Jimly Asshiddiqie Menganalisis Motif Tak Baik dalam Kasus Pengubahan Substansi Putusan Mahkamah Konstitusi

Mantan Ketua Mahkamah Konstitusi (MK), Jimly Asshiddiqie, menyinggung adanya motif tak baik di balik skandal pengubahan substansi Putusan MK Nomor 103/PUU-XX/2022 yang berkenaan dengan pencopotan eks hakim konstitusi Aswanto. Hal tersebut disampaikan Jimly setelah dimintai keterangan oleh Majelis Kehormatan Mahkamah Konstitusi (MKMK).
Jimly menyatakan bahwa perubahan substansi dalam putusan adalah hal yang lazim, asalkan diubah dalam sidang pembacaan putusan dan berkaitan dengan masalah redaksional seperti salah ketik dan tanda baca. Namun, kasus ini berbeda. Perubahan kalimat hanya melibatkan dua kata, namun memiliki konsekuensi hukum yang jauh berbeda.
Perubahan substansi yang terjadi adalah dari kata “dengan demikian” menjadi “ke depan”. Ucapan hakim konstitusi Saldi Isra dalam sidang pembacaan putusan 23 November 2022 selengkapnya adalah “Dengan demikian, pemberhentian hakim konstitusi sebelum habis masa jabatannya hanya dapat dilakukan karena alasan: mengundurkan diri atas permintaan sendiri yang diajukan kepada ketua Mahkamah Konstitusi, sakit jasmani atau rohani secara terus-menerus selama 3 (tiga) bulan sehingga tidak menjalankan tugasnya yang dibuktikan dengan surat keterangan dokter, serta diberhentikan tidak dengan hormat karena alasan sebagaimana termaktub dalam Pasal 23 Ayat (2) UU MK …”

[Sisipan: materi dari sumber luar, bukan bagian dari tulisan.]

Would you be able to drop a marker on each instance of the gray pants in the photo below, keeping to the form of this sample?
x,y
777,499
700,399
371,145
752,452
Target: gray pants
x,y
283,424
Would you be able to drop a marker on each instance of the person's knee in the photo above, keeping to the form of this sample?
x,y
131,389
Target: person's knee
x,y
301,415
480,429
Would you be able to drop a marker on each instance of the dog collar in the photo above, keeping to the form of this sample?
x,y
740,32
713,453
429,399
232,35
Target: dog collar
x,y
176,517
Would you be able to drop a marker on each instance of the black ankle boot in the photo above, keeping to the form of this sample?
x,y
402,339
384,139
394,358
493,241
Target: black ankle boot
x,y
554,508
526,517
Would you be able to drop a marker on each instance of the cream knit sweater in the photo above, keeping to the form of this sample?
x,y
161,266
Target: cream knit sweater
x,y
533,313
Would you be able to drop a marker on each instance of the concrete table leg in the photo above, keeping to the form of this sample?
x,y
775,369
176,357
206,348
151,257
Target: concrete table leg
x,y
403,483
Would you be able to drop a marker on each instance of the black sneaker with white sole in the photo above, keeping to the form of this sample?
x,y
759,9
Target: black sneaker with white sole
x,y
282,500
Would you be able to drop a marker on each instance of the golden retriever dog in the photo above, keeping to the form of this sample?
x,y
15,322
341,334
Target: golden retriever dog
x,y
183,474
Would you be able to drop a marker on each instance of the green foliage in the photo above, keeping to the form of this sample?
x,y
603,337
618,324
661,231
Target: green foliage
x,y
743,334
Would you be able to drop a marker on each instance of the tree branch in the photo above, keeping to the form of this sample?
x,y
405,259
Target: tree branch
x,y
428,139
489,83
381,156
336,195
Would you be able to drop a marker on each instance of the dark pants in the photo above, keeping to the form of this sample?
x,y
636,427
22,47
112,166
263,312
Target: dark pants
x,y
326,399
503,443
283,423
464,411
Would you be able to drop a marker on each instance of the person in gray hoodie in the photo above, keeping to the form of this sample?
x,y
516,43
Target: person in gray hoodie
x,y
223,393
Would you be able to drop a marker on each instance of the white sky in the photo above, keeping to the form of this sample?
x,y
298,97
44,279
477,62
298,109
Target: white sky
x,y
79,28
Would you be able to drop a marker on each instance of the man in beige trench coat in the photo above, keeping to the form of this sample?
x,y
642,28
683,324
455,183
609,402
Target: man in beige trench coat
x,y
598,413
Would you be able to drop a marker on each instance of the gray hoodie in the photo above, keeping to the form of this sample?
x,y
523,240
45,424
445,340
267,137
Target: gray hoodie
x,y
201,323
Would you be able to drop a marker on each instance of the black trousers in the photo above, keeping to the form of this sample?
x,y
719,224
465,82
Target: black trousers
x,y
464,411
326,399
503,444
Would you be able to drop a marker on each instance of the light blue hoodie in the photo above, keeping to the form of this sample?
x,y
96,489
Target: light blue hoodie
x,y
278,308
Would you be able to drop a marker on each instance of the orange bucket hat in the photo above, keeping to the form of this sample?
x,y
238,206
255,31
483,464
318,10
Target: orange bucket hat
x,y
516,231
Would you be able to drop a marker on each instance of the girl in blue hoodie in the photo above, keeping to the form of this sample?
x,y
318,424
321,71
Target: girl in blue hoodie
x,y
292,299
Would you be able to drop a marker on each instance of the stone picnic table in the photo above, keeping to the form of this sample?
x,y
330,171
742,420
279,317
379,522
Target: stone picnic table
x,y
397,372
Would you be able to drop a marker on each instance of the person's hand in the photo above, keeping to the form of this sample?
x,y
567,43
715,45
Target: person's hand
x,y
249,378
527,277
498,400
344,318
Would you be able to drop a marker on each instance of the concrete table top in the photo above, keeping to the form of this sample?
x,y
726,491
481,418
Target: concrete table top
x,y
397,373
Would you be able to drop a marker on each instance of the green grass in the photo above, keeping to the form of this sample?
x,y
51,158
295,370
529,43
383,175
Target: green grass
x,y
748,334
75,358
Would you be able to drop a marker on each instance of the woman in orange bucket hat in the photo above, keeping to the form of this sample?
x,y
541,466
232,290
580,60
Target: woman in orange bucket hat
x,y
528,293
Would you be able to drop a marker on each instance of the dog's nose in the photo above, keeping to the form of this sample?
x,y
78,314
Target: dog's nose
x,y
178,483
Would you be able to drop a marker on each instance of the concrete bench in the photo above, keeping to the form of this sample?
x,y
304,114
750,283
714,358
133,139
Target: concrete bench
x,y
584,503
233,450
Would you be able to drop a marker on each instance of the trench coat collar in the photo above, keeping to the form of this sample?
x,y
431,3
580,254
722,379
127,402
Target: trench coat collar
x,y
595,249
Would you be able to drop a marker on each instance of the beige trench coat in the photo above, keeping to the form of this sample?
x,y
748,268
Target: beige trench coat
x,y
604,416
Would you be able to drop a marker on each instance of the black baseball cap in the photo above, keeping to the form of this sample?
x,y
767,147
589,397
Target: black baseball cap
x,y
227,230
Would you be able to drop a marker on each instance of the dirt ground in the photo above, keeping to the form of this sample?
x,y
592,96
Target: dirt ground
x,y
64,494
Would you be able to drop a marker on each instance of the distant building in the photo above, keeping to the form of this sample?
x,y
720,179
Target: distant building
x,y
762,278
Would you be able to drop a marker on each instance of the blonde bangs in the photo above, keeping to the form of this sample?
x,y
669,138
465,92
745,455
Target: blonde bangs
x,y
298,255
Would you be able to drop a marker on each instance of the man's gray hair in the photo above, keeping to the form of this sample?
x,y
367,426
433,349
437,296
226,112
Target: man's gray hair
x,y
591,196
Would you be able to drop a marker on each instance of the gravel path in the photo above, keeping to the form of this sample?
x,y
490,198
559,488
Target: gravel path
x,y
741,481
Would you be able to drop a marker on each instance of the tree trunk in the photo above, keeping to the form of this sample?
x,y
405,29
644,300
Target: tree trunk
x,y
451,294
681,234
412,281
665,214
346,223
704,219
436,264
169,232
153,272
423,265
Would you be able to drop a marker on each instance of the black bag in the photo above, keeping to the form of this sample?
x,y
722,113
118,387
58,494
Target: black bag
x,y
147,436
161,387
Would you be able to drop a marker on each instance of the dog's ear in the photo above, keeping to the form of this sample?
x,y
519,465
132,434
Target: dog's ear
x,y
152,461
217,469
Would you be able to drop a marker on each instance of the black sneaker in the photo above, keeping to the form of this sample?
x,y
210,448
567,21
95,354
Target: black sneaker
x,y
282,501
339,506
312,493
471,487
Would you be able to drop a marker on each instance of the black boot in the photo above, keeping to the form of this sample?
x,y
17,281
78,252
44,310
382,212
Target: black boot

Sedangkan, dalam salinan putusan dan risalah persidangan tertulis “Ke depan, pemberhentian hakim konstitusi sebelum habis masa jabatannya hanya dapat dilakukan karena alasan: mengundurkan diri atas permintaan sendiri yang diajukan kepada ketua Mahkamah Konstitusi, sakit jasmani atau rohani secara terus-menerus selama 3 (tiga) bulan sehingga tidak menjalankan tugasnya yang dibuktikan dengan surat keterangan dokter, serta diberhentikan tidak dengan hormat karena alasan sebagaimana termaktub dalam Pasal 23 Ayat (2) UU MK …”
Perubahan substansi ini diprediksi menciptakan kerancuan. Sebab, jika sesuai dengan yang disampaikan Saldi Isra, pergantian hakim konstitusi harus sesuai dengan ketentuan Pasal 23 UU MK. Akibatnya, penggantian Aswanto tidak boleh dilakukan.
MKMK telah memeriksa para hakim konstitusi terkait pengubahan substansi putusan ini. Pemeriksaan tidak hanya terhadap para pihak yang dianggap memiliki keterkaitan dengan kasus ini, melainkan juga terhadap dokumen-dokumen lain, termasuk rekaman kamera pengawas. MKMK juga telah meminta keterangan dari mantan hakim konstitusi Aswanto dan penggugat perkara nomor 103/PUU-XX/2022, Zico Leonard Djagardo Simanjuntak.
Saat ini, MKMK telah memasuki babak baru, yaitu menggelar pemeriksaan lanjutan dengan memanggil kembali Zico dan mendengarkan pendapat ahli. Dengan demikian, MKMK berharap dapat mengusut kasus ini secara tegas agar martabat MK sebagai pengawal konstitusi tetap terjaga.